Il faut ajouter à cela l’utilisation de logiciels de visioconférence, qui en plus d’une fuite de données personnelles et d’une atteinte à la vie privée, en cas de prise de contrôle de la caméra par un tiers malveillant, peuvent également compromettre la confidentialité des échanges. Les conversations sont en effet susceptibles d’être enregistrées et les fichiers envoyés par le biais du chat, récupérés.

Enfin, l’hameçonnage, en pleine recrudescence en cette période de crise de la covid 19, fait courir le risque non négligeable, d’une dispersion des informations. L’envoi de courriels frauduleux, profitant de l’inquiétude générée par la crise sanitaire, prétendant émaner de certaines administrations ou grandes entreprises, peuvent mener les utilisateurs imprudents à cliquer sur des liens infectés.

Lutter contre le fléau de la cybercriminalité

Heureusement, pour lutter contre le fléau de la cybercriminalité, les entreprises disposent d’un panel de solutions. En premier lieu, il s’agit de former les utilisateurs à la protection des données en leur dispensant des conseils et si besoin, en leur fournissant un matériel informatique sûr. L’usage de pare-feux et d’antivirus fiables doit être la règle et la sécurité du réseau Wi-Fi domestique doit être renforcée, notamment par l’utilisation de mots de passe très forts, changés régulièrement. Il va sans dire que si l’employé utilise l’ordinateur familial, il doit disposer sur ce dernier d’une section sécurisée et bien séparer ses données personnelles et professionnelles.

Ensuite, il faut limiter au maximum l’usage de périphériques externes, telles les clés USB ou les disques durs pour transférer des informations d’un ordinateur à un autre. La mise en place d’une plateforme de bureau de type cloud est une bonne alternative. Le chiffrage des données doit être systématique.

Eviter toute intrusion malveillante

Pour éviter toute intrusion malveillante, les logiciels antivirus doivent être mis à jour régulièrement et l’utilisation d’un VPN (Virtual Private Network) permet d’ouvrir un tunnel sécurisé entre l’employé en télétravail et l’entreprise.

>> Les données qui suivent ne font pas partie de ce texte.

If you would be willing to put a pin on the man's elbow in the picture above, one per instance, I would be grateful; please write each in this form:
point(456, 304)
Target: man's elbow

Le recours à la double identification du salarié, avec un mot de passe, ainsi qu’un code à usage unique, est vivement conseillée.

Il faut par ailleurs changer très souvent les mots de passe, qui doivent être des codes alphanumériques, générés par des logiciels prévus à cet effet, comme Dashlane par exemple. Il est également possible de surveiller les sessions à distance, ainsi que de prévenir toute intrusion, en utilisant un RDP (Remote Desktop Protocol), qui alerterait en direct en tel cas, permettant une réaction suffisamment rapide pour éviter d’éventuels dégâts.

Sur les applications de visioconférence, certaines fonctions de partage d’écran et de chat entre les employés peuvent être désactivées pour empêcher toute fuite d’informations sur un réseau moins sécurisé. Bien-sûr, lorsque le système a été sécurisé de manière efficace, il faut ensuite le vérifier en faisant des tests réguliers et former les salariés en continu.

Le mérite du télétravail

Même si pour Xavier de Mazenod, fondateur du média en ligne « Zevillage », consacré au télétravail, ce phénomène est « un raz de marée depuis une décennie », il est compliqué de mesurer exactement la part qu’il occupe hors des périodes de confinements. Les statistiques sont peu fiables, du fait de la difficulté à mesurer la part de télétravail « officiel », sur le temps passé à travailler de son domicile. Ce qui est certain en revanche, c’est que si cette pratique devient pérenne, elle devra être bien encadrée afin de protéger les salariés.

Le télétravail, s’il représente un risque face à la cybercriminalité, a le mérite de permettre une poursuite de l’activité en période de confinement, grève ou autre et si son impact carbone n’est pas neutre, il n’est en rien comparable à celui des déplacements quotidiens.